男人臨窗而立。
孤寂挺拔的背影,宛若黑夜中的鷹。
精赤的上身,如米開朗基羅手下的大衛,雄偉健美,渾身的肌肉緊張而飽滿;
將男人的力量之美演繹得淋漓盡致。
一雙如鷹隼般的眸子裏,幾乎完全被仇恨吞噬。
封行朗是被夢魘驚醒的。
這個夢魘糾纏了他整整三個月:
沖天的火光,夾雜着玻璃耐不住高度而爆裂的聲音;
空氣裏瀰漫着刺鼻的燒焦糊味,有木製品的,有電纜塑膠的,甚至還有人的!
必須有一個人留下來手動打開那個逃生的閘門。
“邦,快帶行朗走!不要管我,再不走我們三個人都會被困死在這裏,走啊!”
“行朗,記住哥的話:你活着,哥就活着!”
時隔三個月,卻歷歷在目。
封行朗,一個掌控了申城大半的經濟命脈的男人;
可無盡的金錢和權勢,照樣換不回哥哥封立昕的健康!
……
封立昕已經開始用呼吸機了。這些天,他越發覺得自己的自主呼吸變得困難。
“老金,我的併發症是不是很嚴重了?”他朝收拾呼吸機的專職醫生老金問道。
“不嚴重。只是肺部出現了點兒炎症。”老金隱約其辭。
“行了老金,你不用跟我隱瞞了。其實死對我來說,更是一種解脫。”
做爲封立昕專職醫生的老金,更能體會封立昕每日忍着劇痛的煎熬:他不是爲自己而活,而是爲了弟弟封行朗。
老金嘆息一聲,“不僅僅是肺部,你肝臟的造血功能,你腎臟的排泄功能都開始出問題了。”

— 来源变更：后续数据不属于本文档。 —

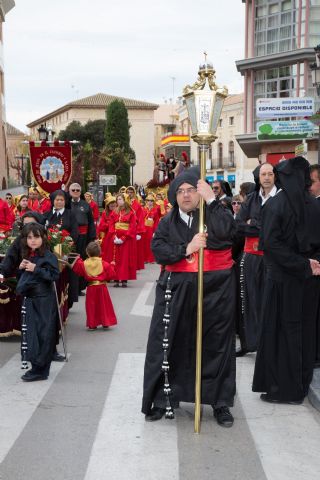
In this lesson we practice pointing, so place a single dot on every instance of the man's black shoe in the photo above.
(33, 377)
(223, 416)
(241, 352)
(155, 414)
(57, 357)
(267, 398)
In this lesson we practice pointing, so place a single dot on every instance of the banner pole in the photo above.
(197, 413)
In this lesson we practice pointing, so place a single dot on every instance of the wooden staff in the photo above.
(197, 412)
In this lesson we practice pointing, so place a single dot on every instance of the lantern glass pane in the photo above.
(190, 103)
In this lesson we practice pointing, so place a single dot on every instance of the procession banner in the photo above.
(51, 166)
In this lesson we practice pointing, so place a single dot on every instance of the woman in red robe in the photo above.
(99, 306)
(104, 235)
(151, 220)
(137, 208)
(122, 227)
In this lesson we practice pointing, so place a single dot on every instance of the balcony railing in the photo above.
(225, 162)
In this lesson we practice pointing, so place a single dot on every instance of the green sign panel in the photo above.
(285, 130)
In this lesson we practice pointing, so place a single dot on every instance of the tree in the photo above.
(117, 150)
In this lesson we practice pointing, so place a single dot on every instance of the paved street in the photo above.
(84, 423)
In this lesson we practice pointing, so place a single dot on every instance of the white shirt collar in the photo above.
(58, 210)
(270, 194)
(185, 217)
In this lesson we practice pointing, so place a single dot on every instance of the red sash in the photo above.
(252, 246)
(213, 260)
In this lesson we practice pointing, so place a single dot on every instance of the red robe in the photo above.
(107, 238)
(99, 306)
(151, 220)
(125, 255)
(12, 209)
(34, 205)
(135, 205)
(5, 216)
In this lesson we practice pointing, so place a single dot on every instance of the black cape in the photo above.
(41, 308)
(218, 364)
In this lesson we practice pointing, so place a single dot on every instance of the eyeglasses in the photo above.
(186, 191)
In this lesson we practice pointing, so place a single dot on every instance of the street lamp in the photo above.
(204, 101)
(43, 133)
(132, 160)
(315, 75)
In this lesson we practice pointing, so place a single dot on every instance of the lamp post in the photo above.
(315, 75)
(132, 160)
(43, 133)
(204, 101)
(22, 157)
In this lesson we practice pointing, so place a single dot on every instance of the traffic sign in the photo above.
(107, 180)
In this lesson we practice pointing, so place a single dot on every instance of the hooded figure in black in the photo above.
(290, 239)
(60, 215)
(172, 336)
(251, 265)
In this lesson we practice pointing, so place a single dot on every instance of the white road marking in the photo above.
(19, 400)
(127, 447)
(286, 436)
(140, 308)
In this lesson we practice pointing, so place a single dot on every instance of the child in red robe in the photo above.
(97, 272)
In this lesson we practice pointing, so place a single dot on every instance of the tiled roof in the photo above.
(103, 100)
(100, 100)
(11, 130)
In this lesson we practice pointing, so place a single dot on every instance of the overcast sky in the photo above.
(58, 51)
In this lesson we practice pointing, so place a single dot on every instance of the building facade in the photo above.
(280, 36)
(141, 119)
(5, 7)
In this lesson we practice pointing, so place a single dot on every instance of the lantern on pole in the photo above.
(204, 101)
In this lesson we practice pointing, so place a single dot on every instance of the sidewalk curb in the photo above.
(314, 389)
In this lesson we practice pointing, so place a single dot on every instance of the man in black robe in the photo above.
(251, 264)
(290, 239)
(172, 336)
(86, 234)
(315, 191)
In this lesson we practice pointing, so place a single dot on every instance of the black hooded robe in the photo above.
(41, 310)
(252, 274)
(218, 361)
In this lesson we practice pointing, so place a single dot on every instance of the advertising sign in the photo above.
(284, 130)
(275, 158)
(51, 166)
(284, 107)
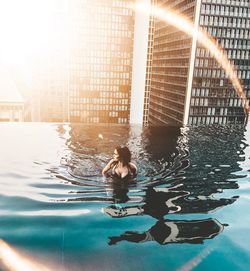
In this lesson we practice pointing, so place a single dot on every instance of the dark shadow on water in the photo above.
(174, 231)
(182, 170)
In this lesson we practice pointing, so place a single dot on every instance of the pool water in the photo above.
(186, 210)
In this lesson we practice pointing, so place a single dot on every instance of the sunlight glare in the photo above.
(171, 17)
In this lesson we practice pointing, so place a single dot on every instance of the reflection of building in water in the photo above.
(174, 231)
(176, 71)
(11, 103)
(162, 201)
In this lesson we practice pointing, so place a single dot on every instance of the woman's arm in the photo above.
(108, 166)
(133, 169)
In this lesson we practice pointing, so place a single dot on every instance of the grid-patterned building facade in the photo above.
(180, 80)
(170, 66)
(213, 98)
(100, 60)
(85, 76)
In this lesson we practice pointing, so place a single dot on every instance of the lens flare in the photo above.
(208, 42)
(13, 261)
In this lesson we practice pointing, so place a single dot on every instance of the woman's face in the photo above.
(116, 155)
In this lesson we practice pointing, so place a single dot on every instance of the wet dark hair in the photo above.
(124, 154)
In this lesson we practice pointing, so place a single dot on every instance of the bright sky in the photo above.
(25, 30)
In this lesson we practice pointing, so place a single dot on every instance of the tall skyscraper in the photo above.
(187, 85)
(101, 50)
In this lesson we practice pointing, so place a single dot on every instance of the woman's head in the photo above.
(122, 154)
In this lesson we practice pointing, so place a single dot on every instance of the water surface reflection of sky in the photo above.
(188, 206)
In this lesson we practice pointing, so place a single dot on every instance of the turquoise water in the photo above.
(188, 209)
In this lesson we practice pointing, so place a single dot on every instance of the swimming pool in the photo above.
(187, 211)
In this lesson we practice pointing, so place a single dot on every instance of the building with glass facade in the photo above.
(187, 85)
(100, 60)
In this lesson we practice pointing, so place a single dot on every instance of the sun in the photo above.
(27, 28)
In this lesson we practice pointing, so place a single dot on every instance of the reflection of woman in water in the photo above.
(121, 166)
(174, 231)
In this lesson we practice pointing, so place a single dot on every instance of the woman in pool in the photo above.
(121, 166)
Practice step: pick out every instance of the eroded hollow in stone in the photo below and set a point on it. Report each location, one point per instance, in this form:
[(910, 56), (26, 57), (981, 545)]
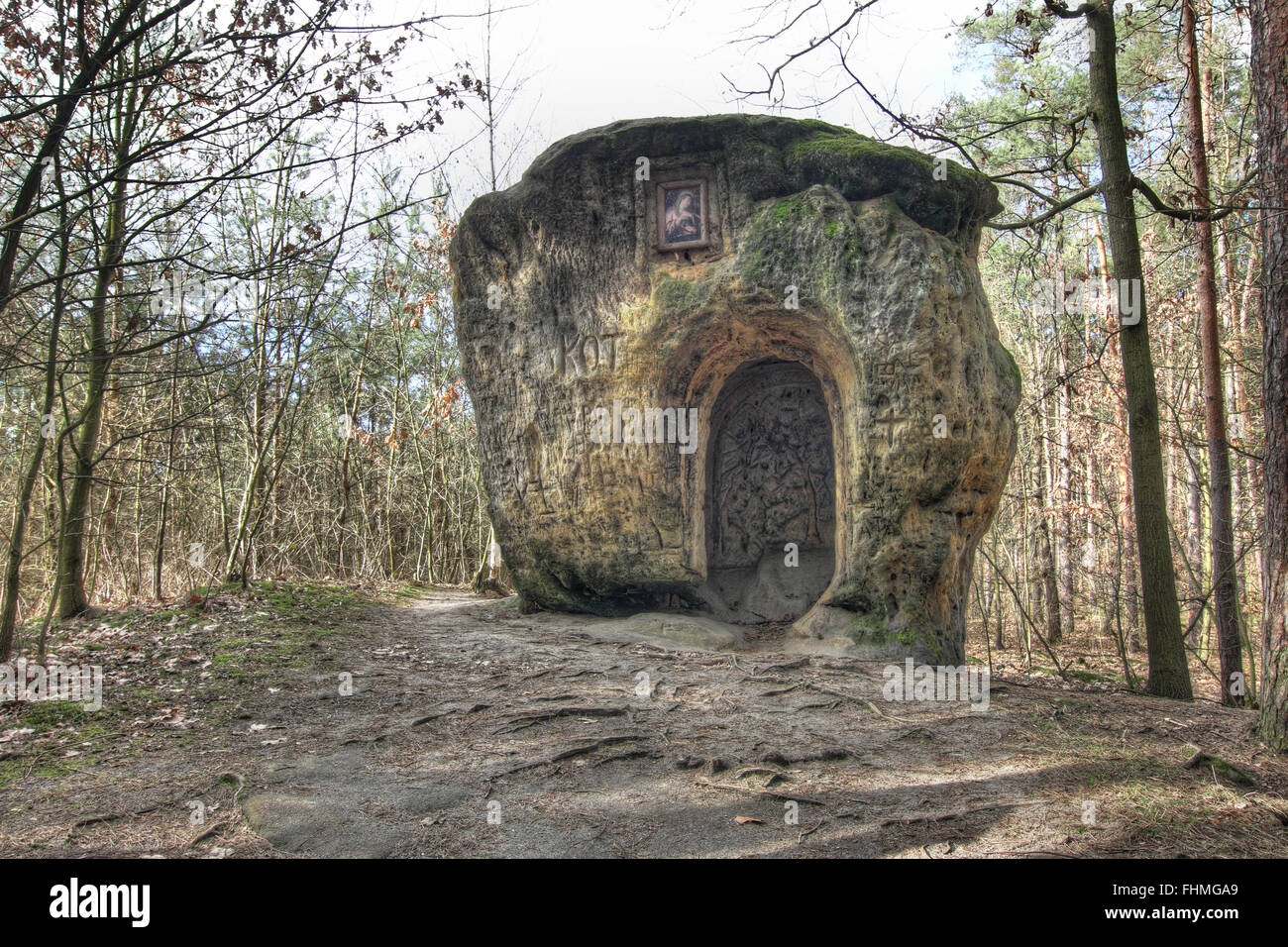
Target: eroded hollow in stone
[(771, 482)]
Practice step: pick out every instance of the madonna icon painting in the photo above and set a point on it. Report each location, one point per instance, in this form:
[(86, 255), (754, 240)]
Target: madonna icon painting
[(682, 214)]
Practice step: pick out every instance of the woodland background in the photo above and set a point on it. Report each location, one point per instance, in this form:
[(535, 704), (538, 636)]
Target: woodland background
[(227, 352)]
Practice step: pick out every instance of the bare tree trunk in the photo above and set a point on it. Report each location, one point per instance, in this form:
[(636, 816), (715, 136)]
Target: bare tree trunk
[(1168, 668), (1269, 54)]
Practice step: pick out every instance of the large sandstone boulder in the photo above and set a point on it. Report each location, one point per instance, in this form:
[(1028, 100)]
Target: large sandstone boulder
[(841, 411)]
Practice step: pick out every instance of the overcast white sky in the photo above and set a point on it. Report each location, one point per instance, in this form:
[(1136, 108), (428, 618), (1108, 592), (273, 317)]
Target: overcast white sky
[(590, 62)]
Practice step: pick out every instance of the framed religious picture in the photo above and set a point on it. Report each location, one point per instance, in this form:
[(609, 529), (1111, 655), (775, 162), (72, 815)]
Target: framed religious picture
[(682, 214)]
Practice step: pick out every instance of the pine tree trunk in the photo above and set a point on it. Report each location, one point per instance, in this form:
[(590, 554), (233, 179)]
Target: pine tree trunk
[(1224, 581), (1269, 80), (1168, 669)]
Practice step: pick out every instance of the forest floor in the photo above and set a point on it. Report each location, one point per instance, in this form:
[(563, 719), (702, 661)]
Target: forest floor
[(476, 731)]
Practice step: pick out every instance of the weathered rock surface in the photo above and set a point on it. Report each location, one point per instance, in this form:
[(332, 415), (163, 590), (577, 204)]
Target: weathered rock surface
[(870, 425)]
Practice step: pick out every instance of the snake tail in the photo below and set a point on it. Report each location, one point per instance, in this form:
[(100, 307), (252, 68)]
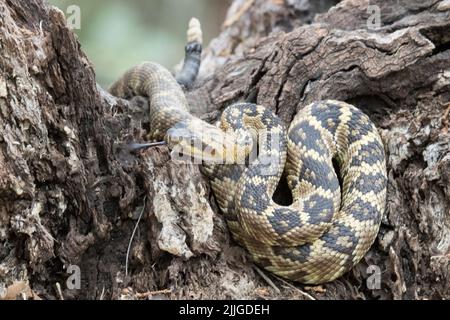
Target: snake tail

“你直接說:我還有多少時日可活?”面對死亡,封立昕卻問得平靜。
“如果每天僅僅只是保守治療,最多不超過三個月。”金醫生如實回答。
“三個月……三個月……如果我就這麼死了,行朗會更孤獨,更寂寞,也就更加的仇恨封家其他人!我真的捨不得他今後的日子只有仇恨爲伴兒。那會毀了他的一生。我想給他找個好女人,在我死後能好好照顧他!”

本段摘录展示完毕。